Mass spectrometry-based proteomic identification of proteins was carried out to identify the additional proteins present in the MV/E isolated from the control and TBI CSF. We identified 91 proteins in MV/E from control CSF and 466 proteins from TBI CSF (Tables 1 and 2). Various proteins uniquely present in the MV/E fraction of TBI CSF were identified such as cytoskeletal proteins, neurite-outgrowth-related proteins, extracellular matrix protein, and cell signaling regulators. Another group of proteins that were present in TBI CSF were cell-death or proteolysis-linked proteins. Combined systems biology analysis in fact also identified a number pathways linked to proteins found in MV/E isolated from TBI CSF: axonal injury, cell death, complement activation, cell communication, synaptic endocytosis and exocytosis, cytoskeletal changes, and microtubule cytoskeletal assembly and proteolysis (Figs. 7 and 8). While we analyzed protein content in MV/E-isolated CSF samples; however, in human brain, it is known that there is a dynamic exchange of content between extracellular fluid (ECF) and CSF compartments. Thus, the protein profile we observed in the MV/E from TBI CSF is also likely similar or identical to that found in the ECF compartment after TBI. MV/E is now recognized as a form of cell-to-cell communications and exchange of cellular content. Thus, it is possible that following TBI, MV/E released from injured neurons and astroglia cells might carry out certain be involved in certain cell-to-cell signal transduction process by way of delivery of MV/E embedded proteins to the neighboring recipient cells.

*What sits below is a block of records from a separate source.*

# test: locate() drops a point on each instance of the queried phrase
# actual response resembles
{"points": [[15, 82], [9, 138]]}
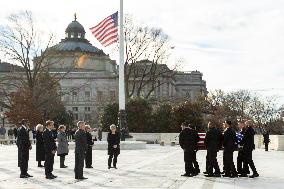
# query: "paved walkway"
{"points": [[155, 167]]}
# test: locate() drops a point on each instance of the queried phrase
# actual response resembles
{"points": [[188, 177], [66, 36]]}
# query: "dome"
{"points": [[75, 26], [75, 40], [75, 46]]}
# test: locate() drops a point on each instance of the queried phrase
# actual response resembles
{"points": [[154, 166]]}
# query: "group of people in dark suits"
{"points": [[214, 141], [46, 148]]}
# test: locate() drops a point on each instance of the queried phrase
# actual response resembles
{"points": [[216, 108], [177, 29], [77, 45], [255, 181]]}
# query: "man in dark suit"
{"points": [[196, 140], [248, 147], [80, 150], [24, 145], [213, 144], [187, 141], [242, 167], [50, 149], [90, 144], [229, 143]]}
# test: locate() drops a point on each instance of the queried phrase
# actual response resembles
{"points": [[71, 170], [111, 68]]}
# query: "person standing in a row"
{"points": [[242, 167], [62, 150], [213, 143], [89, 151], [187, 141], [113, 140], [249, 146], [24, 146], [80, 150], [229, 143], [50, 149], [40, 152]]}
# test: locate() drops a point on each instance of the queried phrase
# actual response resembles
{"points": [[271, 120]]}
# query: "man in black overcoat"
{"points": [[230, 145], [249, 146], [50, 149], [213, 144], [89, 151], [187, 141], [80, 150], [24, 146]]}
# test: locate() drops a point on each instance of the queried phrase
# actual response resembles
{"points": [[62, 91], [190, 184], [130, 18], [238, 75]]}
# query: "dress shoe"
{"points": [[82, 178], [29, 175], [254, 175], [24, 176], [54, 176], [49, 177], [186, 175]]}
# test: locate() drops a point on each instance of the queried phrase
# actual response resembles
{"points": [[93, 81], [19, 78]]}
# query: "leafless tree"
{"points": [[147, 52]]}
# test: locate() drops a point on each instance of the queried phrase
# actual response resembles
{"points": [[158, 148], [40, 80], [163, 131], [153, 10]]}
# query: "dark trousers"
{"points": [[266, 146], [79, 165], [19, 157], [89, 157], [212, 162], [195, 163], [112, 158], [48, 164], [62, 160], [229, 166], [24, 161], [242, 167], [188, 160], [248, 160]]}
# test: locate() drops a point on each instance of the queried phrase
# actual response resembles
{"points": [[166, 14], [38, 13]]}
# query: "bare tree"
{"points": [[147, 52]]}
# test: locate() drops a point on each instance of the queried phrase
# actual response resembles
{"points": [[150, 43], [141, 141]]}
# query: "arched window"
{"points": [[72, 34]]}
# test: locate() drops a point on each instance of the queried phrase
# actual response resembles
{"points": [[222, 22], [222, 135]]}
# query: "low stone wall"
{"points": [[276, 142]]}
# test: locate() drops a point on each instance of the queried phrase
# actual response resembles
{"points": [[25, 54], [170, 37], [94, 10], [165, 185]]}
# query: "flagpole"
{"points": [[122, 113]]}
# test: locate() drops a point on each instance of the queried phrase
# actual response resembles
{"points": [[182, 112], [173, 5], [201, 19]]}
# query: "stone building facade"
{"points": [[90, 77]]}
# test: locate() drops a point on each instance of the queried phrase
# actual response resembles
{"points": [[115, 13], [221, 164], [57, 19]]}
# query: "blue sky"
{"points": [[237, 44]]}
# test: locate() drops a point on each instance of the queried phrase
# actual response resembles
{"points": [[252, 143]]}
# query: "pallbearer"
{"points": [[90, 144], [113, 140], [230, 145], [50, 149], [187, 141], [24, 146], [213, 144], [248, 147], [80, 150]]}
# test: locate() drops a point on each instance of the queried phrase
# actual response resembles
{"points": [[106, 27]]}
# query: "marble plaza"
{"points": [[154, 167]]}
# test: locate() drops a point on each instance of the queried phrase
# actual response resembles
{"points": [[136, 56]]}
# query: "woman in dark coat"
{"points": [[113, 140], [62, 149], [40, 152]]}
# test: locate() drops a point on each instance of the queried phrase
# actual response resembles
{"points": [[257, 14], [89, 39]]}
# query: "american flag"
{"points": [[106, 31]]}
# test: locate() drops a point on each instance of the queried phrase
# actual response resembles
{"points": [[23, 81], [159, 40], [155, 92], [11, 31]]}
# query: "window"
{"points": [[112, 95], [87, 95], [74, 96], [100, 96], [76, 117], [87, 117]]}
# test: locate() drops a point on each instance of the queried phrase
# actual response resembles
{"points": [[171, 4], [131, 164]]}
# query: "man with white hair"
{"points": [[80, 150]]}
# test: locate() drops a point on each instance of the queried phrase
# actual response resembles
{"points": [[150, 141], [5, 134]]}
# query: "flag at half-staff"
{"points": [[106, 31]]}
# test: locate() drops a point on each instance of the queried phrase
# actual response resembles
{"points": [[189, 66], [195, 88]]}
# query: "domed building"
{"points": [[89, 77]]}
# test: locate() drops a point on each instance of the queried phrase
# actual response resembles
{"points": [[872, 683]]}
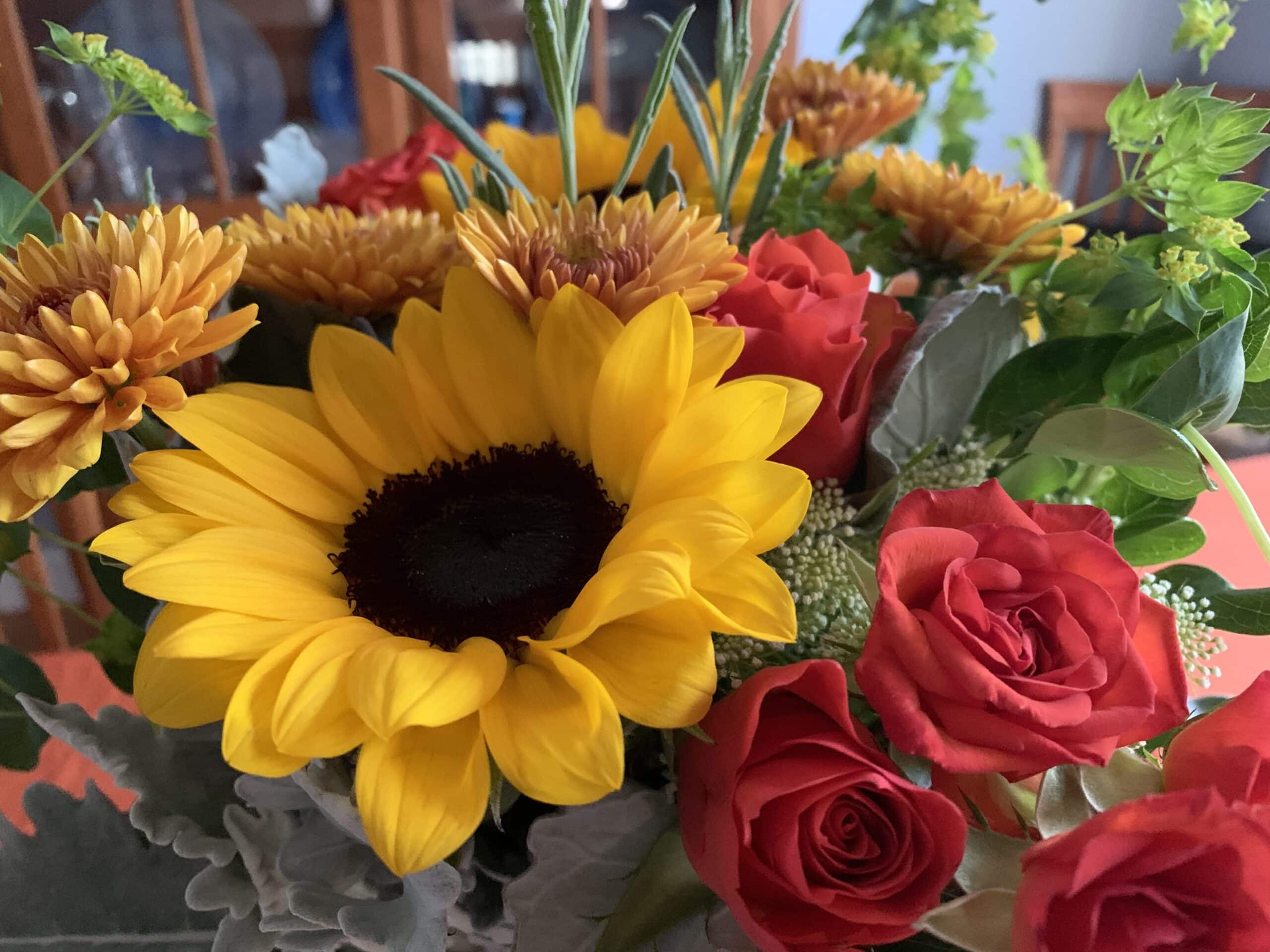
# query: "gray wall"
{"points": [[1090, 40]]}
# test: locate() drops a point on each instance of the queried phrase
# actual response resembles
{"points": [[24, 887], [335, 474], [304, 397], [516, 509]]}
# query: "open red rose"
{"points": [[1013, 638], [1228, 749], [391, 182], [803, 827], [808, 315], [1178, 871]]}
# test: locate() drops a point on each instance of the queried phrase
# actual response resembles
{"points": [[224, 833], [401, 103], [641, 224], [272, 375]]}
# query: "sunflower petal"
{"points": [[554, 730], [658, 665], [398, 683], [423, 792]]}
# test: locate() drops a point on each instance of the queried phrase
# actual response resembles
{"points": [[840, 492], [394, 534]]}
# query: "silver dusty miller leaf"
{"points": [[85, 880], [293, 169]]}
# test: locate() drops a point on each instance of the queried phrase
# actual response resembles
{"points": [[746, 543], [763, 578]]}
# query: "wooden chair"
{"points": [[1075, 127]]}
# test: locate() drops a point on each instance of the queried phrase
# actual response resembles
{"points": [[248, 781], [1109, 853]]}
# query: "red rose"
{"points": [[1013, 638], [1228, 749], [803, 827], [391, 182], [1178, 871], [808, 315]]}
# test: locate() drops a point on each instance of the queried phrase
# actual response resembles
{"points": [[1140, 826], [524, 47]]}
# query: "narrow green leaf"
{"points": [[769, 183], [457, 125], [653, 98]]}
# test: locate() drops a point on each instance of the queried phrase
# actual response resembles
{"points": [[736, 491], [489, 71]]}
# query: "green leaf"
{"points": [[1205, 386], [131, 604], [1146, 543], [653, 98], [457, 125], [1131, 290], [1047, 377], [21, 738], [116, 648], [663, 890], [39, 221], [14, 541], [1147, 452], [1227, 200]]}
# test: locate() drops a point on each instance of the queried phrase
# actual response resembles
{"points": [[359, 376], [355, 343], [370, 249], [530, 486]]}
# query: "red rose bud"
{"points": [[808, 315], [803, 827], [1178, 871], [1228, 749], [391, 182], [1013, 638]]}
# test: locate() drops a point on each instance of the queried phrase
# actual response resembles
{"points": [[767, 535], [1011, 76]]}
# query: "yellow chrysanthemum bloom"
{"points": [[535, 159], [531, 536], [627, 253], [836, 111], [962, 218], [364, 266], [88, 330]]}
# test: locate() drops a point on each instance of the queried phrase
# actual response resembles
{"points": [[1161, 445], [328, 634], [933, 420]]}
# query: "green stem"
{"points": [[149, 433], [62, 541], [1232, 485], [54, 597], [75, 157]]}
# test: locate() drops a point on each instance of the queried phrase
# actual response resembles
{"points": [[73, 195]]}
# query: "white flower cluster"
{"points": [[1201, 643], [964, 464], [832, 615]]}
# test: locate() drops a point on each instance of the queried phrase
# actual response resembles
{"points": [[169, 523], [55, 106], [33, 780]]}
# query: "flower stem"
{"points": [[75, 157], [1232, 485], [149, 433], [53, 597], [62, 541]]}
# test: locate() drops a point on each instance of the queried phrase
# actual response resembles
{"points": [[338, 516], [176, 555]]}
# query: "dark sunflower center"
{"points": [[492, 546]]}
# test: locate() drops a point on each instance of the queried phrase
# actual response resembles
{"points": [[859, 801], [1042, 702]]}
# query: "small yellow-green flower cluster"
{"points": [[1180, 266], [140, 80], [1201, 643], [1218, 233], [832, 615], [958, 466]]}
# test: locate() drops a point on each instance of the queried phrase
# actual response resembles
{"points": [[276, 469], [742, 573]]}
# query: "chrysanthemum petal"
{"points": [[177, 692], [640, 390], [266, 447], [554, 730], [627, 586], [314, 714], [247, 737], [745, 595], [575, 336], [489, 350], [422, 792], [362, 393], [238, 569], [658, 665], [729, 424], [398, 683]]}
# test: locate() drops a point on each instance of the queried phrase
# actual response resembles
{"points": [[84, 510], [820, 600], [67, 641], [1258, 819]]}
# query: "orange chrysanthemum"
{"points": [[88, 330], [836, 111], [625, 253], [364, 266], [962, 218]]}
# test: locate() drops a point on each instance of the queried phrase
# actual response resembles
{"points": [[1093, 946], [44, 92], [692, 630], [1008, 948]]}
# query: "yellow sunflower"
{"points": [[962, 218], [480, 540], [836, 110], [89, 329], [627, 253], [536, 162], [364, 266]]}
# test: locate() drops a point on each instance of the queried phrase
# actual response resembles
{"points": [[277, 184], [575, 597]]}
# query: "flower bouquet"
{"points": [[709, 537]]}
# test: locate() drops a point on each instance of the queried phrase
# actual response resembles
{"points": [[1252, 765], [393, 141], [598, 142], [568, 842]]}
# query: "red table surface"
{"points": [[1230, 551]]}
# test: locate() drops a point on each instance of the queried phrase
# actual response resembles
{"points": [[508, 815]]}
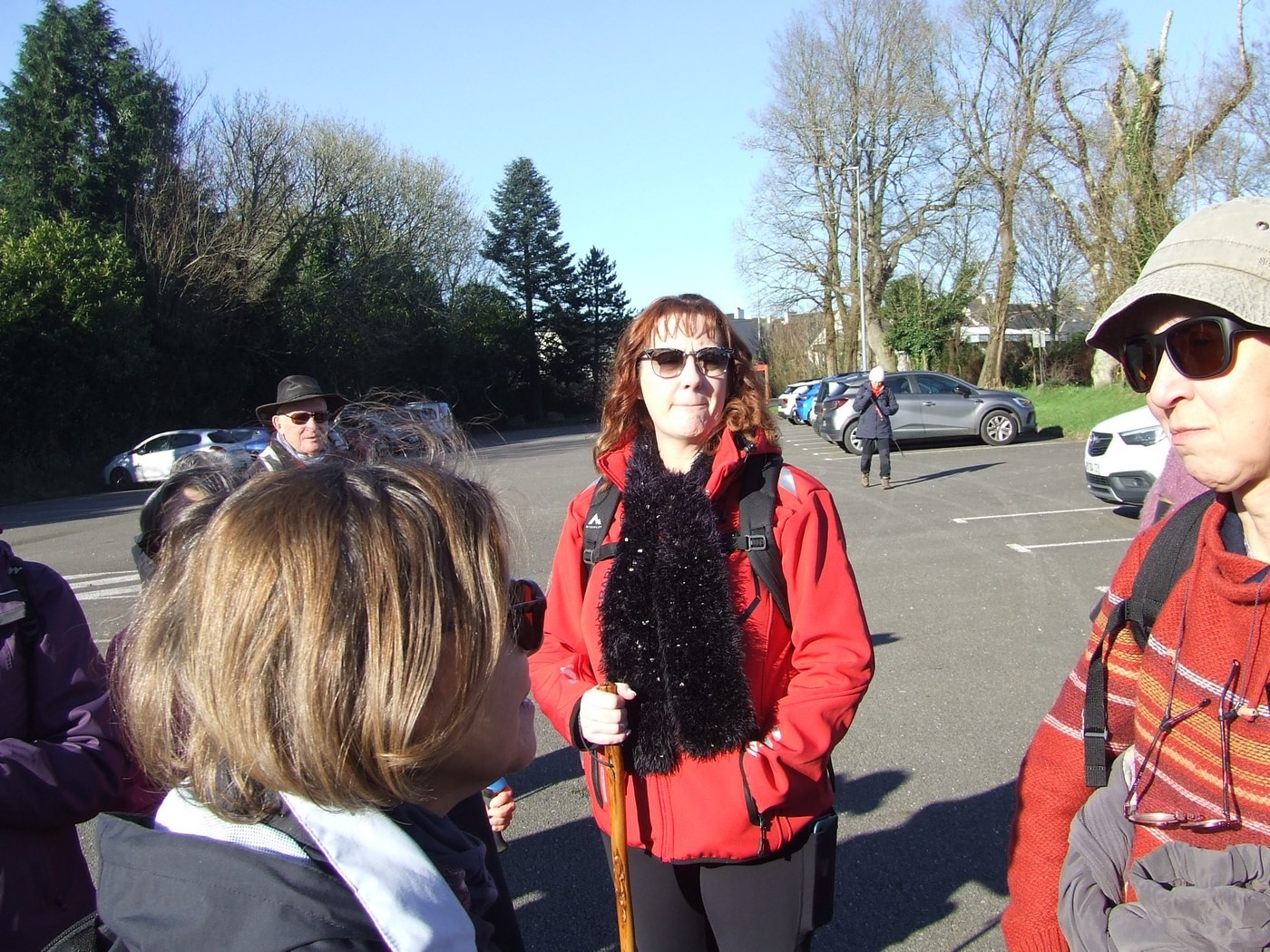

In terms of potentials of MV/E containing brain proteins versus freely soluble biomarkers in biofluids, there are several emerging studies showing the exosome-containing Tau could be a form of circulating biomarker for Alzheimer’s disease [43, 44] and well as for post-TBI chronic traumatic encephalopathy [45]. The potential advantages of MVE-embedded protein markers are that since these proteins are shielded by the lipid bilayer membrane of MVE, (i) these proteins might be more preserved in their initial state and (ii) they are protected from proteolytic degradation.

In summary, our study characterized microvesicles/exosomes present in CSF samples from human TBI subjects versus control subjects. We found that these M/E are likely derived from various brain cell types in the brain (e.g., neurons, astroglia). Based on the proteins found in these MV/E preparations, we conclude that they contain proteins from various subcellular structures or locations. Thus, brain-protein containing MV/E following TBI might represent a form of cell-to cell communication mechanism. In addition, detection of these MV/E might also have potential diagnostic values for TBI.